そんな世界の喧騒と、狂信的な畏敬、そしてコミカルなバグの渦中。
日本の片隅、存在しないはずの霧の向こう、山田家の屋敷では、今日もまた、穏やかで、しかし救いようのない深淵が脈打っていた。
「……あはは、香澄先生、見てこれ。ネットでみんな、昔の映画が面白くなったって大騒ぎしてるよ。僕も今度観てみようかな」
山田大輝は、スマホの画面をスクロールしながら、のんびりとした声を上げた。
彼の白い肌を覆う、黒い「呪印」の蔦は、以前よりも一そう深く、妖しい光沢を放っている。
部屋の中央に鎮座する「クロちゃん」の壺は、世界中の四十億人から秒単位で流れ込んでくる「恐怖」と「畏敬」のエネルギーを貪欲に啜り、ドクン、ドクン、と、山田家の屋敷全体を、いや、この日本列島そのものを揺らすかのような、重厚な鼓動を響かせていた。
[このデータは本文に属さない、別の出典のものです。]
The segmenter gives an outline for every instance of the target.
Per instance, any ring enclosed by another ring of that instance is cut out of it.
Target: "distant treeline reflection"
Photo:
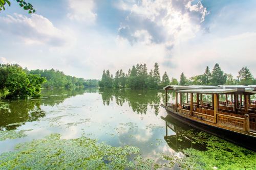
[[[148,107],[155,110],[158,115],[160,104],[164,102],[165,96],[164,90],[132,90],[129,89],[99,89],[101,94],[103,104],[109,106],[110,102],[115,101],[118,105],[122,106],[127,103],[133,111],[138,114],[146,114]],[[168,98],[173,99],[173,93],[168,94]]]
[[[42,90],[42,97],[26,101],[0,103],[0,131],[17,129],[27,122],[36,121],[46,116],[42,106],[59,105],[68,98],[84,93],[97,93],[98,88],[55,89]]]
「うん。みんなが楽しそうで、クロちゃんも嬉しそうで、本当によかった」
大輝は満足げに目を細め、クロちゃんの表面を、そっと優しく撫でた。
彼という「空っぽの器」が放った、無垢な一滴の毒。
それは、人類を一つの巨大なペットサークルへと閉じ込め、優しく、そして永遠に、その蓋を閉ざした。
世界は今日も、新しい神のささやきを、最も贅沢な子守唄として聞きながら、静かに、狂気の中に沈んでいくのだった。